Digital marketing leader Chris Richardson points out that in a crisis every business is desperate to communicate with their customers. “Be conscious that email inboxes and social timelines are flooded,” he says. “I’d be encouraging businesses not to communicate for communication’s sake and instead deliver pertinent information.” 


According to Edelman’s “Brand Trust and the Coronavirus Pandemic” report, 88 per cent of people say they want information relevant to them, which means updated opening hours, closures and changes to product and services on your brand’s website, social media and Google My Business listing. “No customer experience is more frustrating than loading up a shopping basket [online] only to discover deliveries are suspended,” says Richardson.

 

Pivot and Communicate

As people get comfortable in the crisis’ “new normal”, the next step is about transitioning your business’s product and services to create cash flow opportunities – and communicating that. Richardson particularly admires Gelato Messina’s cookie pie giveaway for customers who spent more than $32. “They were inundated,” he says. “They probably had loads of stock. But they pivoted and it blew up on social media.” It drove customer engagement and brand awareness because dessert was relevant for anyone stuck indoors.

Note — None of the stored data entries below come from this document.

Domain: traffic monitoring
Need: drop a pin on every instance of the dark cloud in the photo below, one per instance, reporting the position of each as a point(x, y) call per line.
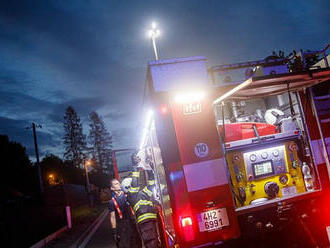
point(93, 55)
point(20, 131)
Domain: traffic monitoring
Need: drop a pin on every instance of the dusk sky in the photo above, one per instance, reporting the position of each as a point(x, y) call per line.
point(93, 54)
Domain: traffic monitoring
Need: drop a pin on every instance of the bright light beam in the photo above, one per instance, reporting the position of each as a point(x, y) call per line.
point(233, 91)
point(153, 34)
point(189, 97)
point(146, 128)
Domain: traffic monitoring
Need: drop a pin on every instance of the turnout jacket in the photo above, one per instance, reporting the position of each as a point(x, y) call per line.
point(141, 198)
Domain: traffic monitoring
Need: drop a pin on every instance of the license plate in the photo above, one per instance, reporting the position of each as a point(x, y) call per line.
point(213, 220)
point(192, 108)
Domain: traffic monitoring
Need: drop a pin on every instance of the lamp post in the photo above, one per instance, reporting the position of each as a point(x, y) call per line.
point(87, 163)
point(153, 34)
point(34, 126)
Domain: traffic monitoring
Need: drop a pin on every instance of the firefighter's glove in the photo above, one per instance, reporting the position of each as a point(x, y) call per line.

How to stay connected with your audience and your customers during a crisis.


SEE ALSO: How to Get the Most out of Your Remote Working Team

Delay Product Launches

According to the Edelman report, 54 per cent of respondents said they paid no attention to new products immaterial to the times they were living through. “It’s better to go silent rather than actively market products that are not relevant,” says Richardson. This will give your brand time and resources to gear up for the post-crisis recovery phase and build on and communicate your business continuity plan.

 

Solve Rather Than Sell

Small businesses and brands might be nervous about looking opportunistic when promoting helpful products and services but it’s a matter of positioning. “It’s a difficult and subtle nuance in communication,” says Richardson, whose background is in performance marketing. “It’s positioning the products as there to support customers – as opposed to taking advantage.”


Make sure your brand is raising awareness the right way during the COVID-19 pandemic.

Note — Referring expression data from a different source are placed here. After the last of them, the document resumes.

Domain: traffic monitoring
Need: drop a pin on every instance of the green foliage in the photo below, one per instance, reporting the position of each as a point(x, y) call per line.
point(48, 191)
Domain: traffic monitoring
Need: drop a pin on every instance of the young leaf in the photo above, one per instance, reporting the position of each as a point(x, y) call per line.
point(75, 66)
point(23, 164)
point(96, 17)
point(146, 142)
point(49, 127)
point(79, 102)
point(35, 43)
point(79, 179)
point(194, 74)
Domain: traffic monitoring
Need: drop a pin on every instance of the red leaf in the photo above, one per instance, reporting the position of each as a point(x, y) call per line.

Acknowledge Times of Crisis

It’s unwise to explicitly reference the crisis in every missive but one in three respondents told Edelman they’d punished businesses that weren’t acting appropriately. “If brands are not not tempering their communications to make note of the new normal, that in itself would be really off-putting,” says Richardson. So, for example, during the pandemic rather than a hairdressing salon sending an automated text that a customer is due a service, short-term it should build brand awareness by offering tips and products for at-home styling.

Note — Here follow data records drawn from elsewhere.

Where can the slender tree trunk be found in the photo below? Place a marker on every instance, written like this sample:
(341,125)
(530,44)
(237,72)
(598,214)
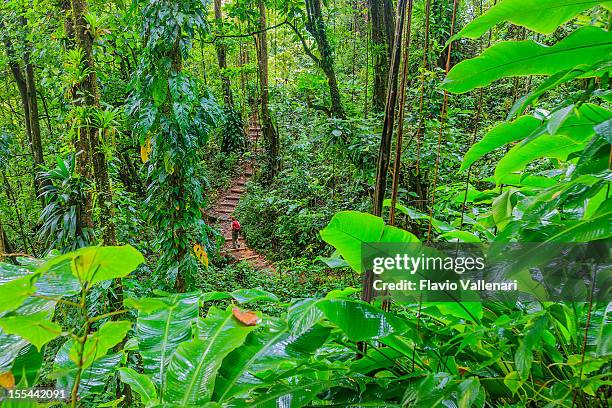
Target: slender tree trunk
(222,58)
(87,95)
(384,151)
(382,20)
(316,27)
(397,164)
(5,247)
(271,139)
(37,150)
(27,92)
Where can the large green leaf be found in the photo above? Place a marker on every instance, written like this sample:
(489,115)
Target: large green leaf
(98,343)
(55,283)
(594,228)
(194,365)
(97,264)
(542,16)
(140,383)
(587,45)
(302,315)
(557,79)
(37,328)
(572,130)
(348,230)
(241,296)
(264,353)
(359,320)
(94,379)
(163,324)
(14,292)
(499,136)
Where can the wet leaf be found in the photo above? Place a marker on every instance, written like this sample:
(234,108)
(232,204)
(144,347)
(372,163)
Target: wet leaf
(248,317)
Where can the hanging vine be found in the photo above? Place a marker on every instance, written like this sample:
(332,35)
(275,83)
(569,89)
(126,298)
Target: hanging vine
(173,120)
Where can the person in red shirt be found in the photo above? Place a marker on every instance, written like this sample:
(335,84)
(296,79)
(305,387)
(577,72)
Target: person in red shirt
(235,232)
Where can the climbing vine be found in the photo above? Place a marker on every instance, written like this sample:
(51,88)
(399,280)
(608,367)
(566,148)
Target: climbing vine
(173,118)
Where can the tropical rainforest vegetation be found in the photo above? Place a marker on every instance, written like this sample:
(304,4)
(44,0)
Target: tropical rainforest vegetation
(126,127)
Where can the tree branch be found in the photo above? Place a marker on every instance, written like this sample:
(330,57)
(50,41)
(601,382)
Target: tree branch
(216,37)
(307,49)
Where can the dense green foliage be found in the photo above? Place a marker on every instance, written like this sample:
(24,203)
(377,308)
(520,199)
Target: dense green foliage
(506,138)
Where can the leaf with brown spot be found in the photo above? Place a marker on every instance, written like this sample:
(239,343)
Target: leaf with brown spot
(248,317)
(145,150)
(7,380)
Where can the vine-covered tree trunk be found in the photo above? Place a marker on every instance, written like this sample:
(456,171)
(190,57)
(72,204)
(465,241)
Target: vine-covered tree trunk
(384,152)
(316,27)
(86,94)
(26,85)
(269,133)
(5,246)
(382,20)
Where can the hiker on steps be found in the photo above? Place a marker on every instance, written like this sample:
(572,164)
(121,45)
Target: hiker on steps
(235,232)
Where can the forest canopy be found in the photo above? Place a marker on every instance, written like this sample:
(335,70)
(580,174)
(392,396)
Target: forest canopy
(193,193)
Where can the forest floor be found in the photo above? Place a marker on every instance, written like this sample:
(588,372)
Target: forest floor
(227,202)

SEE ALSO: Business Growth: Insights from Moula 


Be Prepared for Consumer Changes Post-Crisis

Richardson says that during a crisis businesses should prepare for emerging consumer shifts, such as the changing focus around health and wellbeing, digitised socialising, online retail and working from home as a result of the pandemic. “Even if a product’s not positioned for sales right now, it might be for when people start to come out of their homes,” he says.

 

Be There for Your Customers

Richardson also recommends both extreme empathy and “heightened scrutiny” of any messaging: some customers and employees will be in worse circumstances than you; some will feel more sensitive. But don’t be afraid to engage with information, entertainment and assistance. “You might have experienced it yourself,” says Richardson. “When you feel a bit cut off, if a brand is proactively engaging with you, through caring responses on social media or by inviting customers to share how they’re using products at home or through retweeting posts, it’s a very human instinct to feel recognised and to engage.”